Amazon S3 has various features you can use to organize and manage your data in ways that support specific use cases, enable cost efficiencies, enforce security, and meet compliance requirements. Data is stored as objects within resources called “buckets”, and a single object can be up to 5 terabytes in size. S3 features include capabilities to append metadata tags to objects, move and store data across the S3 Storage Classes, configure and enforce data access controls, secure data against unauthorized users, run big data analytics, and monitor data at the object and bucket levels.
Storage management and monitoring
Amazon S3’s flat, non-hierarchical structure and various management features are helping customers of all sizes and industries organize their data in ways that are valuable to their businesses and teams.
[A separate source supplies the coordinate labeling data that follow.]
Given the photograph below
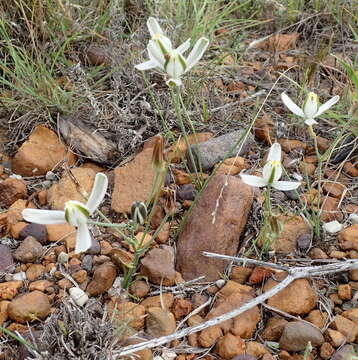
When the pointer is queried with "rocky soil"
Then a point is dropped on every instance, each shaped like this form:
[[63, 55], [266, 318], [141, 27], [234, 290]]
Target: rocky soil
[[176, 286]]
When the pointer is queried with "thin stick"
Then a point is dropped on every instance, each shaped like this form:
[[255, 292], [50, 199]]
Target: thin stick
[[293, 274]]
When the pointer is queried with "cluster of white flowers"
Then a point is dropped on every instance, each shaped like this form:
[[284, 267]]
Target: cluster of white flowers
[[163, 57], [75, 213]]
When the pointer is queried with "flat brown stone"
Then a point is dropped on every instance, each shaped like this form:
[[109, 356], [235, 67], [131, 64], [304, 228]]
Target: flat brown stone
[[223, 236], [40, 153], [133, 182]]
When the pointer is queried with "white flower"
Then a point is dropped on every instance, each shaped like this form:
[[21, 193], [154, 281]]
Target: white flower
[[164, 57], [75, 213], [311, 108], [271, 173]]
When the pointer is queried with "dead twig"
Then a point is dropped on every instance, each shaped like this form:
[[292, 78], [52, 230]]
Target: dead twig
[[294, 273]]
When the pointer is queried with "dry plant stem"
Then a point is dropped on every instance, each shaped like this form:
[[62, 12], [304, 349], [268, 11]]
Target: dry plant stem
[[294, 273]]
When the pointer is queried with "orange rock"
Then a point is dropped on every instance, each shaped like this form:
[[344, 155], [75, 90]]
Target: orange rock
[[80, 276], [287, 299], [237, 161], [335, 337], [181, 308], [290, 145], [229, 346], [159, 322], [177, 151], [208, 337], [40, 285], [29, 307], [334, 189], [21, 328], [225, 169], [350, 169], [16, 229], [329, 209], [348, 238], [42, 196], [143, 240], [40, 153], [240, 274], [163, 234], [60, 232], [346, 327], [243, 325], [351, 314], [260, 274], [102, 280], [326, 351], [66, 189], [345, 291], [181, 177], [256, 349], [9, 289], [132, 314], [139, 288], [316, 318], [155, 301], [12, 190], [294, 227], [273, 329], [34, 271], [133, 182], [14, 213]]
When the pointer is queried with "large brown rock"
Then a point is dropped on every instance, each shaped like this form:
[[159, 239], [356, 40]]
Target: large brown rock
[[288, 300], [66, 189], [159, 322], [348, 238], [294, 228], [158, 266], [103, 279], [231, 297], [297, 334], [29, 250], [133, 182], [11, 190], [40, 153], [29, 307], [202, 233]]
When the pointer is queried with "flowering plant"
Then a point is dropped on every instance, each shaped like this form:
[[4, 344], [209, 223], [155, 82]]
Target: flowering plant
[[171, 61], [75, 213], [311, 108], [271, 173]]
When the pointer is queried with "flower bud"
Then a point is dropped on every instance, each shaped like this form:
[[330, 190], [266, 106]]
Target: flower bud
[[158, 162], [139, 212], [76, 213]]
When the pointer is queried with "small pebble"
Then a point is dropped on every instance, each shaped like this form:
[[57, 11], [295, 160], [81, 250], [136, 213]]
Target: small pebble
[[87, 263], [19, 276], [220, 283], [353, 218], [50, 176], [78, 296], [46, 184], [332, 227], [15, 176], [62, 257]]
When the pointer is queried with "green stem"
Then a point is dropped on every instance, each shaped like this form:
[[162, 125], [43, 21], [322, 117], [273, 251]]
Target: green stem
[[317, 227], [177, 101]]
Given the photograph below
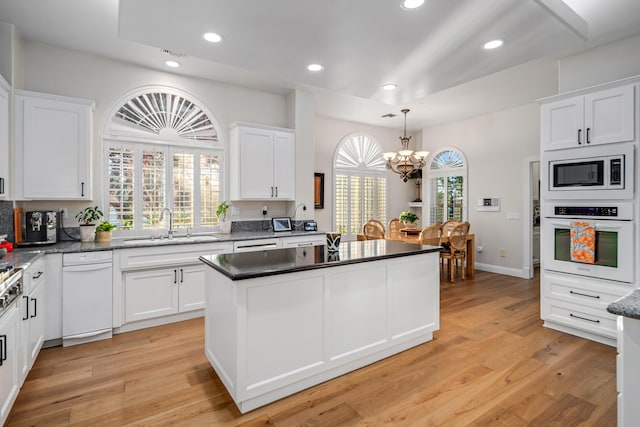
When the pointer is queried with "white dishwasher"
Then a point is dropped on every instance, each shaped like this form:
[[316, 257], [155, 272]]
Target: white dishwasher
[[87, 297]]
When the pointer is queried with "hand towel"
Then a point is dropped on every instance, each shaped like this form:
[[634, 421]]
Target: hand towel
[[583, 242]]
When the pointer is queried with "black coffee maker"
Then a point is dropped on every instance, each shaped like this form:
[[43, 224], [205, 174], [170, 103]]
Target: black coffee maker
[[41, 227]]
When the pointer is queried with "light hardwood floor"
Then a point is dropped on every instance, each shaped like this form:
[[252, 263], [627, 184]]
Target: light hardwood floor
[[492, 363]]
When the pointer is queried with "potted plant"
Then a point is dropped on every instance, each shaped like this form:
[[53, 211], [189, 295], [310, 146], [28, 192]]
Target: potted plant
[[87, 219], [103, 231], [221, 213], [409, 219]]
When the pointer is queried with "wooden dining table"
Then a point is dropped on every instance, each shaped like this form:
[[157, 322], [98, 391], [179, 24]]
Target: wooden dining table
[[411, 236]]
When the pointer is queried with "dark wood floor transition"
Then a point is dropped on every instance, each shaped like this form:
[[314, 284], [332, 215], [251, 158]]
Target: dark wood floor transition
[[492, 363]]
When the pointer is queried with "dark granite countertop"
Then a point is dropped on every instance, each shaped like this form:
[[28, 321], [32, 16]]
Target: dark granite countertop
[[628, 306], [250, 265]]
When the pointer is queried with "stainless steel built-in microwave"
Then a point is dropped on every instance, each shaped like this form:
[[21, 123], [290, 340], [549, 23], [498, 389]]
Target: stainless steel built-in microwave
[[606, 172]]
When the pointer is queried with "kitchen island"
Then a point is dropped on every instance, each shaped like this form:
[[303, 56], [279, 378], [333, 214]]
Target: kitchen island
[[280, 321]]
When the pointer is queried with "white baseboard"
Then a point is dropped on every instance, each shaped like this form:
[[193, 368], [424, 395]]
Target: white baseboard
[[521, 273]]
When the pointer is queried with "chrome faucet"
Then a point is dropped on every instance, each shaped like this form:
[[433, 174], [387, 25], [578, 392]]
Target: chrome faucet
[[171, 230]]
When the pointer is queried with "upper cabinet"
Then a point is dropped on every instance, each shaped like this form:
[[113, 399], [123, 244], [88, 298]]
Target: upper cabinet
[[600, 117], [262, 163], [5, 91], [53, 147]]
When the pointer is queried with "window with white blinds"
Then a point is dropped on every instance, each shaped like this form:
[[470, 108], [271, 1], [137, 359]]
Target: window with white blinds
[[162, 151], [360, 184], [189, 184], [447, 192]]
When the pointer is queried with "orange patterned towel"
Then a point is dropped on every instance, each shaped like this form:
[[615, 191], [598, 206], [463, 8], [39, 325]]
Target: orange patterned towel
[[583, 242]]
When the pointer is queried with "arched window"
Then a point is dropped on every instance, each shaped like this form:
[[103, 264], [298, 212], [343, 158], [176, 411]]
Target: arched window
[[360, 183], [162, 151], [447, 176]]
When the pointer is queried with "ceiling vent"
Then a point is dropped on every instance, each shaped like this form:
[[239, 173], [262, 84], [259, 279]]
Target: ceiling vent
[[174, 54]]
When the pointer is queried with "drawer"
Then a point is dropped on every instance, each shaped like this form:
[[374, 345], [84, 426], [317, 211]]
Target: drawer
[[256, 245], [302, 241], [578, 316], [34, 275], [581, 290], [136, 258], [86, 257]]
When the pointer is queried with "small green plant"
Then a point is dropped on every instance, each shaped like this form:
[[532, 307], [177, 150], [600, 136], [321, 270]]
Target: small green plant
[[89, 215], [221, 212], [105, 226], [408, 217]]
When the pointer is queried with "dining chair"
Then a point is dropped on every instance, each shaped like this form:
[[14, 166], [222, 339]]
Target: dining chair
[[394, 227], [431, 235], [457, 250], [447, 227], [373, 229]]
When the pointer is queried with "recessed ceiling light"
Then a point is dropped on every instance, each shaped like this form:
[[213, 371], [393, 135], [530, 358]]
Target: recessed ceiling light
[[212, 37], [493, 44], [412, 4]]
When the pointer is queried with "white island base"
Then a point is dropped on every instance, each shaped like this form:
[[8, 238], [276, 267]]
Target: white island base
[[269, 337]]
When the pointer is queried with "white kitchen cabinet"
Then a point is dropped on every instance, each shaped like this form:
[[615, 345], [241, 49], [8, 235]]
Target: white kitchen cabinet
[[53, 302], [9, 360], [601, 117], [578, 305], [53, 147], [303, 241], [33, 317], [163, 281], [160, 292], [262, 162], [5, 91]]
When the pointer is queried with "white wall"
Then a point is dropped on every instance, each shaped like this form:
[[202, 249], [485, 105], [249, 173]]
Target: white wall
[[495, 146], [603, 64], [328, 133], [64, 72]]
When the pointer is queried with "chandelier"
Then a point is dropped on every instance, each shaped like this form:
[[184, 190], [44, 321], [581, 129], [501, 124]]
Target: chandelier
[[405, 161]]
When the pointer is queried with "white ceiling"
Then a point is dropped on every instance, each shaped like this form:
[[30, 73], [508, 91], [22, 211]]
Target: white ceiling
[[433, 53]]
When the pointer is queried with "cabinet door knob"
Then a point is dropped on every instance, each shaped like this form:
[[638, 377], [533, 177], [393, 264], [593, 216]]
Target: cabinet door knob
[[3, 348]]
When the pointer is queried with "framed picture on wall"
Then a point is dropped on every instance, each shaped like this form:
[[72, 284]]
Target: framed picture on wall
[[318, 190]]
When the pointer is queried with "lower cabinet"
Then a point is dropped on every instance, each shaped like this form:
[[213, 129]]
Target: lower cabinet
[[32, 315], [159, 292], [162, 281], [10, 363]]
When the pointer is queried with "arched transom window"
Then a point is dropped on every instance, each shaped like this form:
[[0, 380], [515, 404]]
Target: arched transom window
[[162, 151], [360, 183], [447, 186]]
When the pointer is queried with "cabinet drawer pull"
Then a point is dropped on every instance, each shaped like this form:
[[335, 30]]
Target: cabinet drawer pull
[[3, 348], [585, 295], [584, 318], [27, 306]]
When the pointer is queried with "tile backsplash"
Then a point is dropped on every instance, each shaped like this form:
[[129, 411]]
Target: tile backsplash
[[6, 220]]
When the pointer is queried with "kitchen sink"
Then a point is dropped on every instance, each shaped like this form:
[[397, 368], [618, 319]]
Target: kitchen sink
[[165, 240]]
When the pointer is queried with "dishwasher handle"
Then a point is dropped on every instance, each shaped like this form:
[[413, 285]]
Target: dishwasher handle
[[86, 267]]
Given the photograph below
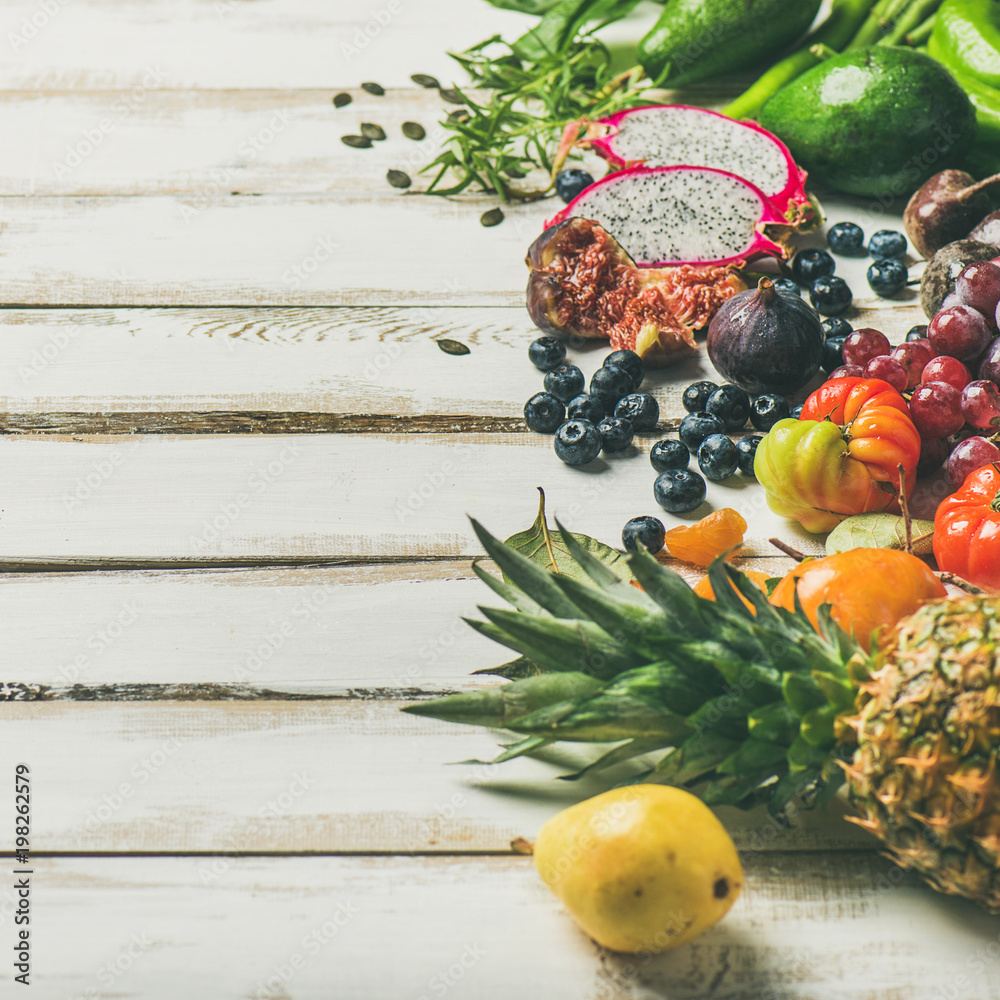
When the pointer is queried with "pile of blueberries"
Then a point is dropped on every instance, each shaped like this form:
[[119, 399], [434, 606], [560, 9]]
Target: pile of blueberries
[[830, 295]]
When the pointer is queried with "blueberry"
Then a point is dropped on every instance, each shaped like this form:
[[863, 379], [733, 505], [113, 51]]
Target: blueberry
[[767, 410], [679, 490], [787, 287], [630, 362], [616, 433], [717, 457], [586, 408], [696, 396], [808, 265], [746, 448], [547, 353], [887, 243], [544, 413], [887, 276], [830, 295], [836, 328], [570, 183], [666, 455], [731, 405], [566, 381], [833, 354], [578, 442], [645, 531], [609, 383], [640, 408], [847, 239], [695, 427]]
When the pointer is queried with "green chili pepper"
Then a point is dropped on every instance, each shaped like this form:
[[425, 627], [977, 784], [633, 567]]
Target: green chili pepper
[[966, 38]]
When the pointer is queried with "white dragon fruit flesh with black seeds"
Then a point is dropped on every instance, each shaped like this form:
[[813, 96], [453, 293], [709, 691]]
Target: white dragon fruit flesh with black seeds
[[666, 135], [681, 215]]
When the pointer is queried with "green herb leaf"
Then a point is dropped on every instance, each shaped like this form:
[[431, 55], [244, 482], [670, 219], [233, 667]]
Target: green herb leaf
[[453, 347], [546, 548], [879, 531]]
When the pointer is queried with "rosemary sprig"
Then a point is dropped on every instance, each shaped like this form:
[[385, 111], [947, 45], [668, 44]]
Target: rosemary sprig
[[516, 128]]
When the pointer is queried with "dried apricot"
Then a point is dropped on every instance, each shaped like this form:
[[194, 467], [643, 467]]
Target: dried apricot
[[702, 542], [703, 588]]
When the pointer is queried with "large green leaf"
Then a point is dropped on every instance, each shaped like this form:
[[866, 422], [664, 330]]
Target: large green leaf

All objects are stored in S3 buckets and can be organized with shared names called prefixes. You can also append up to 10 key-value pairs called S3 object tags to each object, which can be created, updated, and deleted throughout an object’s lifecycle. To keep track of objects and their respective tags, buckets, and prefixes, you can use an S3 Inventory report that lists your stored objects within an S3 bucket or with a specific prefix, and their respective metadata and encryption status. S3 Inventory can be configured to generate reports on a daily or a weekly basis.
With S3 bucket names, prefixes, object tags, and S3 Inventory, you have a range of ways to categorize and report on your data, and subsequently can configure other S3 features to take action. S3 Batch Operations makes it simple, whether you store thousands of objects or a billion, to manage your data in Amazon S3 at any scale. With S3 Batch Operations, you can copy objects between buckets, replace object tag sets, modify access controls, and restore archived objects from Amazon S3 Glacier, with a single S3 API request or a few clicks in the Amazon S3 Management Console. You can also use S3 Batch Operations to run AWS Lambda functions across your objects to execute custom business logic, such as processing data or transcoding image files. To get started, specify a list of target objects by using an S3 Inventory report or by providing a custom list, and then select the desired operation from a pre-populated menu. When an S3 Batch Operation request is done, you will receive a notification and a completion report of all changes made. (Sign up for the preview.)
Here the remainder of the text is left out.